In the novel Museum of Stones, we follow an unnamed narrator through the journey of what motherhood is really like. And in her third work, Lynn Lurie masterfully depicts this chaotic, frightening, loving, and sometimes neurotic life of being a mother to an extraordinary son. Through the unnamed narrator, Lurie brings us into the mind of a new mother to experience everything she is experiencing. We are given her life in a series of carefully chosen, interwoven vignettes that blend together the narrator’s past and her present. Moving between the United States and Peru, the narrative pushes forward and backward through space and time and snares our emotions in the in-between.
From the very beginning of the work, Lurie uses an unnamed narrator to highlight the universal idea of motherhood. The idea of a mother is that of the one who wakes up for the feeds between ten p.m. and eight a.m. She changes the diapers, writes down and celebrates the milestones, and gives everything she has to her child while he is growing up, even into adulthood. It is sacrifice, love, devotion, frustration, and terror. This narrator could be any, and often is, every mother; but she is especially the mother of exceptional children, children who do not reach the same milestones as other children do. Lurie provides an in-depth look at what goes through the mind of such a mother, the worry and fear along with the guilt that perhaps it was all her fault. The narrator examines each instance where things could have gone wrong: the baby formula that might have contained lead, every time he was ill, leaving him with a nanny so she could work. The drinking and medicating to cope when it became too much. The middle of the night phone call when the child is grown and the narrator hesitates with the belief that “If I do not answer, whatever it is that has happened will not become present” and then staying awake when “no one is on the line” when she does answer because terror has taken hold.
Throughout the novel, the narrator struggles with being a wife, mother, daughter-in-law, yet still has to be herself. She tries to find that perfect balance of working, living, and being present. These are all issues that parents have and Lurie is able to portray that perfectly on the page. How do you remain yourself when you have someone relying on you? How do you keep sane when the world is crashing around you? How do you deal with the guilt of being a working mother? How do you keep your marriage alive when your child takes all of your time? Can you continue to give your all or do you eventually let go? What if you develop unhealthy coping mechanisms? Lurie looks at all of these questions, the struggles that every parent faces, and swirls them throughout the narrative. While never asked outright, Lurie still manages to bring these concerns to the forefront.

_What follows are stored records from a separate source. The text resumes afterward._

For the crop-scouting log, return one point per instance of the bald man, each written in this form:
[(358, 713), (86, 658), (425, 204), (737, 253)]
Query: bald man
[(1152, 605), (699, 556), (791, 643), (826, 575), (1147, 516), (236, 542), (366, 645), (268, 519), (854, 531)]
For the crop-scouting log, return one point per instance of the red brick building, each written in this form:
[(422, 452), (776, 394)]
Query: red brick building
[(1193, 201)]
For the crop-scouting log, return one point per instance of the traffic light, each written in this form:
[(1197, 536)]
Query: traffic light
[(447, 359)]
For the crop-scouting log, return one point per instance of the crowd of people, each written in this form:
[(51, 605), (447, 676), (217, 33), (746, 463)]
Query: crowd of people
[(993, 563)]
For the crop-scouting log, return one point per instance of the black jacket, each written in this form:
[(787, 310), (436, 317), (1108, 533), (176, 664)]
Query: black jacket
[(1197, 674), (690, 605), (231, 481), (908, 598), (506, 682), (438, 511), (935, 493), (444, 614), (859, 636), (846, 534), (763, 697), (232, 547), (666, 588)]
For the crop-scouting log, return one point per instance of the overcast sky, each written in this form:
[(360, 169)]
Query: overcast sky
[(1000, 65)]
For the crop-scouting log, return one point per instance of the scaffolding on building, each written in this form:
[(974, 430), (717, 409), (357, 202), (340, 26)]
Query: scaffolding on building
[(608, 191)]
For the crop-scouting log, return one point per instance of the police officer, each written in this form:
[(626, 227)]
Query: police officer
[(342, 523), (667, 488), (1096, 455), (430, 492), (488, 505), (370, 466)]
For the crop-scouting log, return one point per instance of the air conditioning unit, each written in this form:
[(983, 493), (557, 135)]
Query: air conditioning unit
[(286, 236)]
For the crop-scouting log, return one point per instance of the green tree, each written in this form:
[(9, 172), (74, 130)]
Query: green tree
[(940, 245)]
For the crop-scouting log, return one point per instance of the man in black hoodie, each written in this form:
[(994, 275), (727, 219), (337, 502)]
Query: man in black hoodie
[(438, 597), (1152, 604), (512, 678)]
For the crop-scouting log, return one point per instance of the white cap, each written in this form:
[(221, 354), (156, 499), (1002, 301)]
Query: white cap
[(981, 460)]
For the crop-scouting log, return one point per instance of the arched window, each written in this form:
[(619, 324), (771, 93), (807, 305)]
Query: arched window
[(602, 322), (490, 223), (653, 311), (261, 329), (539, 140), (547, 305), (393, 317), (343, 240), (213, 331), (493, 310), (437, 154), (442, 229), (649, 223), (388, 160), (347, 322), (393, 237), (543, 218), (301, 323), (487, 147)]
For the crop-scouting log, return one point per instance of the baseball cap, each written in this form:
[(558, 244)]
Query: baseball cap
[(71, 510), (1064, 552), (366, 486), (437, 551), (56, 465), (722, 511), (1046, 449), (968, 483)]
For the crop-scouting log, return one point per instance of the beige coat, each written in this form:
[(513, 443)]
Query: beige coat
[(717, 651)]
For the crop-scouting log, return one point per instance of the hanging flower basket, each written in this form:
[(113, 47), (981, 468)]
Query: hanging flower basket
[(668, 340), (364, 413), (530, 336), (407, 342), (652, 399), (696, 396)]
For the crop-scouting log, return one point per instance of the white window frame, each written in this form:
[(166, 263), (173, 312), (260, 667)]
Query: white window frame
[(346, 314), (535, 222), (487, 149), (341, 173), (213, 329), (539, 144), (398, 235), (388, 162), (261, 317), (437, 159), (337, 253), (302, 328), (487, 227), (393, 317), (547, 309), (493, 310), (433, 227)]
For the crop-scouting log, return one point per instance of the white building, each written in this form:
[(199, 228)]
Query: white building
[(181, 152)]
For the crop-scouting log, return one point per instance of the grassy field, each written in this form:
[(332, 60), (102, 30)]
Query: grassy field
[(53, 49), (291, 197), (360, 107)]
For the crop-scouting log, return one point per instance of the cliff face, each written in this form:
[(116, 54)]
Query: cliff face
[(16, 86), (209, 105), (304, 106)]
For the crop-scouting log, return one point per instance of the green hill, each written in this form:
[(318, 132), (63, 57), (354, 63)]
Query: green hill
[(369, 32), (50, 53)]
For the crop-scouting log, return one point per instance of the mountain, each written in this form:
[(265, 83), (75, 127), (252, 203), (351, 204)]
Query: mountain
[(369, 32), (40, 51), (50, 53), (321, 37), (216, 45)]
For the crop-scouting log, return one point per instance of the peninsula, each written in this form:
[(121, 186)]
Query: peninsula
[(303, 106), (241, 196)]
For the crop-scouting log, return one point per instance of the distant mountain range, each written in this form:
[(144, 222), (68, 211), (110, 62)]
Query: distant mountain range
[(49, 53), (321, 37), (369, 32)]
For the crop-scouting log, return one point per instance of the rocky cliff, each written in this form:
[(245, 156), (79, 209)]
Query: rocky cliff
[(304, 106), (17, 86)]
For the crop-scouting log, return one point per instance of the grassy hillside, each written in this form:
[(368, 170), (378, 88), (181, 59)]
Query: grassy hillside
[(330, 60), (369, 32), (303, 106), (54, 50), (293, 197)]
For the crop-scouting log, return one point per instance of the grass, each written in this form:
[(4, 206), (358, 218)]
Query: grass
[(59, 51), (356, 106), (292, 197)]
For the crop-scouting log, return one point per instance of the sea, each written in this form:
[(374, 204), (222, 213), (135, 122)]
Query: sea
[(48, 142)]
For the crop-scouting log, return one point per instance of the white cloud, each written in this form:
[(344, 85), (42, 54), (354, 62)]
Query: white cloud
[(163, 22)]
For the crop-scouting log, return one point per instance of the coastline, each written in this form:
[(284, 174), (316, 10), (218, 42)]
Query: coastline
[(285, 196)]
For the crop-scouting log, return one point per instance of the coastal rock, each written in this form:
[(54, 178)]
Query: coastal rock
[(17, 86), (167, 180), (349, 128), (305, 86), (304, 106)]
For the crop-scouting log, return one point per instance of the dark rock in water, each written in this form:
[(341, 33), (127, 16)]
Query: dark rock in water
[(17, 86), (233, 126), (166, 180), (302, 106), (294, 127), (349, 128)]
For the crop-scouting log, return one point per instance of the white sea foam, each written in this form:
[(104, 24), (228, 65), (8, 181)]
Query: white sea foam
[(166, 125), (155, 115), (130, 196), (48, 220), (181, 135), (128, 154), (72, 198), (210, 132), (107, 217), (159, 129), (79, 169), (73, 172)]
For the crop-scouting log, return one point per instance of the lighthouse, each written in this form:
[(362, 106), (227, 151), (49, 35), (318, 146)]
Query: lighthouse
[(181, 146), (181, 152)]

Each vignette is crafted with such precision that not a word is wasted or found wanting. Some sections are only a sentence long while, in others, Lurie uses an unconventional style that must be read as closely as one reads poetry or else you will miss something important. Museum of Stones does not follow the standard linear format of a novel, instead Lurie moves between time and space, using memories the narrator has to tell the story of the present and who she used to be to who she is now. Lurie is able to intermingle the past and the present in an innovative use of nonlinear prose that keeps us on edge. One moment in the NICU the next on a highway in Peru, the same one her son will eventually travel, the nameless narrator brings us along, seamlessly moving from the past to the present and back again with her careful use of prose that often reads like lyrical poetry.
Because the story unfolds in first-person, we are able to interact with the narrator’s world as she does. We feel her emotions and are swept away with her when it all becomes too much. We feel her helplessness and her frustration with the medical field. We are able to experience her fear that the doctors will “have no empathy left” in them to treat her son and listen to their concerns with her. We are also able to experience her strength in the face of her husband’s weakness. We are taken along on the narrator’s search for a doctor to help explain her own son to her, searching desperately for answers to unlock the mysteries of his mind. How can it be that she cannot understand her own son? What lengths will she go to in order to find out that information? Lurie shows the love and devotion that a mother can have for a child, one that can take everything the narrator has to give and then take even more.
In Museum of Stones, we are given an intimate and highly personal view of the chaotic, messy, over the top and full of love, day to day struggles that every mother has to contend with. Lurie draws us in with her clean and clear prose. For a subject that could be highly sentimental, Museum of Stones instead gives a rich and compelling story about a mother who is trying to live her best life for herself and ultimately her son. We are all a museum of stones, the narrator included, stones that “erode, chip and cleave, yet remain essentially the same.” This book is good for an audience who enjoys an unconventional narrative. One that flips from the past to the present and place to place in search of answers and understanding that can only be obtained through introspection and unlocking memories to see the bigger picture.
Museum of Stones, by Lynn Lurie. Wilkes-Barre, Pennsylvania: Etruscan Press, May 2019. 112 pages. $16.00, paper.
Christina Ghent is pursuing her MA in English at Winthrop University. She lives in York, South Carolina, with her husband and four children after having lived all over the world. She is working on honing her craft and is looking forward to where the next journey will take her.